CRÓNICA DA CULTURA
PEDAÇOS I
Parece-lhe que foi criança há já demasiado.
Também lhe parece que nunca foi criança.
Era-se de um tempo em que os valores se liam no olhar dos outros sobre nós.
O direito de fazer perguntas só pertencia a quem o soubesse e devia entender-se como um privilégio estarmos obrigados a todas as regras.
A máscara? o primeiro critério.
A lembrança que lhe ocorre das guerras familiares, não é muito diferente deste vírus que por aí anda a meter foice, até nas noites natalícias quando o ciclo do sofrer silencioso era oposto ao brilho do molho das rabanadas.
Também por entre as toalhas de linho cru, bordadas pelas avós, chegava assintomática, a realidade do crivo – gato ágil - das bainhas abertas na alma.
Os filmes de final de domingo pouco serenavam o medo daqueles que, em casa, ou fora dela, tinham o mando do porque sim. A esses, obedecia-se ante o mínimo no ar.
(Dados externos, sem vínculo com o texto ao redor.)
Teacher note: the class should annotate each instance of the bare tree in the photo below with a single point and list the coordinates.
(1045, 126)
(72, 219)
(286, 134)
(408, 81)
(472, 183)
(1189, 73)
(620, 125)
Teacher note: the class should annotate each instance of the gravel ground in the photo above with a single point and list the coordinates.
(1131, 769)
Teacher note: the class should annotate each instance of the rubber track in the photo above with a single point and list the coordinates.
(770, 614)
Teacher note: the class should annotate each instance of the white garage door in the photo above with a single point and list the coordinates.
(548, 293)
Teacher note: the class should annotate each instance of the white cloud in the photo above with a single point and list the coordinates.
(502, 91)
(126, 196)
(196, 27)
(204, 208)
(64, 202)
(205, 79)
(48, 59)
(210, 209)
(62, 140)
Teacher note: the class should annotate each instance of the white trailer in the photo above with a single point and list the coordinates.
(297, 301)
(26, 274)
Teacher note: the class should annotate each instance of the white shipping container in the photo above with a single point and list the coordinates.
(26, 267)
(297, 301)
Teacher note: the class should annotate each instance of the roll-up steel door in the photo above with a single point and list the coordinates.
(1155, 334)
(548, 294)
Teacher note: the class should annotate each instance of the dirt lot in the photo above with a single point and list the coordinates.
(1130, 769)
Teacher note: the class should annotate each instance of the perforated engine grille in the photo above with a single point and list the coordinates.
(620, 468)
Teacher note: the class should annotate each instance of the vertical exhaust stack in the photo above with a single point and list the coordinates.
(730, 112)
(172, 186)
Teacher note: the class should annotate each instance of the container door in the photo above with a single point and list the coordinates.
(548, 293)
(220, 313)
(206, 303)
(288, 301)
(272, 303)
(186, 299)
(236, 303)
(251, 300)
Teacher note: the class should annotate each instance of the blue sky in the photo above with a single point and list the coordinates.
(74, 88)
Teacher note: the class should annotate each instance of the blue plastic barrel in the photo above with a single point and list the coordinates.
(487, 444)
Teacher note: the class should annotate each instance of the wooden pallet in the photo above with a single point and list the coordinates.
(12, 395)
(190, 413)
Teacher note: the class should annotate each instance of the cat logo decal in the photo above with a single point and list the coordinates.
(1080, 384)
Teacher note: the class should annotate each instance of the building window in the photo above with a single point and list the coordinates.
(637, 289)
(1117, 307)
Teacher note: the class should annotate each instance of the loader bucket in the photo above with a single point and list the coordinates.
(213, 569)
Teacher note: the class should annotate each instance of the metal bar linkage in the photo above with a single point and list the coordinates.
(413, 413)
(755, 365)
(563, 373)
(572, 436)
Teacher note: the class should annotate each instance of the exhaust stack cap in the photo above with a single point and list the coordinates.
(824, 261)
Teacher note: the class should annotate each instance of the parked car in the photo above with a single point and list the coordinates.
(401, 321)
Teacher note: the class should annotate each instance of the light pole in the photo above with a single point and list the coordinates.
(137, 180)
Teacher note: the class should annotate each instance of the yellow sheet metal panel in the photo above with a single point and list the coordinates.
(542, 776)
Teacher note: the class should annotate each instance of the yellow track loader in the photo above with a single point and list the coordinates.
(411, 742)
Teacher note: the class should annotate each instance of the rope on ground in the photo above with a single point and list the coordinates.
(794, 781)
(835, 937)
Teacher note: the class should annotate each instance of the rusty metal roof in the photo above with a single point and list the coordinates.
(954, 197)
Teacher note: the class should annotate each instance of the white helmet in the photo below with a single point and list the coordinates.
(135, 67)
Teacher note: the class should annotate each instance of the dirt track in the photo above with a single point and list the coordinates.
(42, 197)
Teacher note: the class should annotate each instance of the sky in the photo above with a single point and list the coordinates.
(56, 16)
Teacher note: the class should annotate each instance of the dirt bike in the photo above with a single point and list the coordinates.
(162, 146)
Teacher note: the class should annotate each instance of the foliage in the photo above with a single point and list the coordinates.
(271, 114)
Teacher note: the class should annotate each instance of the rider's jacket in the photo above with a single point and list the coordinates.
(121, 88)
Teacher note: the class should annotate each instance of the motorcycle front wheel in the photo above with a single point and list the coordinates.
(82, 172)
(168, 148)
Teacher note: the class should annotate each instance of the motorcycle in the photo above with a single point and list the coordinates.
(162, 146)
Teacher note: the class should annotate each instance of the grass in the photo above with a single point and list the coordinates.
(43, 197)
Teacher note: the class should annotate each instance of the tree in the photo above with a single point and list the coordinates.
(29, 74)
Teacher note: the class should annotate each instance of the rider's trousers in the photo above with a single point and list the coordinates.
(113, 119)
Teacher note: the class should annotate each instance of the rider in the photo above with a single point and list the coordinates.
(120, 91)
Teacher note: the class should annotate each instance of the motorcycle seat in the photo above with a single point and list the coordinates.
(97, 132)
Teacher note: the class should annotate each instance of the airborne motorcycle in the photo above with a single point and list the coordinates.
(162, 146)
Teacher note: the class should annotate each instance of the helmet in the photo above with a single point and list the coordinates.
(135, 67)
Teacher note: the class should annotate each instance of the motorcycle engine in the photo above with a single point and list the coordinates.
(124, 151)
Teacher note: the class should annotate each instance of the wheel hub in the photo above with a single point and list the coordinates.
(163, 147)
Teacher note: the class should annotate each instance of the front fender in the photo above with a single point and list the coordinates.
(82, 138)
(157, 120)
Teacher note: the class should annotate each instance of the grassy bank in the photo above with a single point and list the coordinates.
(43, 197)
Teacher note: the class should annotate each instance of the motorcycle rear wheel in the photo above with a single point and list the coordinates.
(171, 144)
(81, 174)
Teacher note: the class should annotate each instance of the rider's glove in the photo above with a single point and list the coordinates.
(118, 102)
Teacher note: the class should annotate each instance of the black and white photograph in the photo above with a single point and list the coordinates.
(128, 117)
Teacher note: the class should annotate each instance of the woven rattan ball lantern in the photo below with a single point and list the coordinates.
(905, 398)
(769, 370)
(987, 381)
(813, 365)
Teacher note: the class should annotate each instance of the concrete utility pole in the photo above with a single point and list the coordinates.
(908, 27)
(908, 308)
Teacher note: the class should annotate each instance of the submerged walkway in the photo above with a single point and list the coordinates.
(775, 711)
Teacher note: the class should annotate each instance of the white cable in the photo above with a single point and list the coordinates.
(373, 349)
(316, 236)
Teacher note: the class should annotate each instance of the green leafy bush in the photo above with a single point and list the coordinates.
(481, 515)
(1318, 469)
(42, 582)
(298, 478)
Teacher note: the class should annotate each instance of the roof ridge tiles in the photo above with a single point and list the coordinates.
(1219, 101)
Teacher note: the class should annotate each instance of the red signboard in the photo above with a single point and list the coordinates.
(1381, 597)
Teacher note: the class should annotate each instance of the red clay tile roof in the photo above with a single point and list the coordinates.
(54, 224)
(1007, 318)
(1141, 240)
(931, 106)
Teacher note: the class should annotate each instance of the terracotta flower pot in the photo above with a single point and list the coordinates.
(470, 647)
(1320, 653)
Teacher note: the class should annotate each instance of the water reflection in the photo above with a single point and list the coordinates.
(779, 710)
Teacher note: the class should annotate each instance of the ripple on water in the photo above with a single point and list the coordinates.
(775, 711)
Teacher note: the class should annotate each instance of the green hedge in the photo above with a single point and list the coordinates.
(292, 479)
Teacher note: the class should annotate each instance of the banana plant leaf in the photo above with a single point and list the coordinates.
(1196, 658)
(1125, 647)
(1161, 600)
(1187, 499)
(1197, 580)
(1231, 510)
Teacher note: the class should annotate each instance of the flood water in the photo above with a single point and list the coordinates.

Era então o transístor encostado ao ouvido que dava a sensação de fôlego; de dispor do mundo junto às arestas; de tocar naqueles sonhos que nunca podem ser desunidos.
Só assim, quando as notícias dos que não tinham aguentado a força do novo vírus nos chegavam, apenas as cartas de Goethe nos explicavam que cada estádio não era um só estádio.
Mesmo sem metamorfoses, o real mudava.
No dia seguinte, no amanhã, logo ao princípio, seria tempo de praia, tempo daquela luz que embebeda porque a luz se embebe no mar.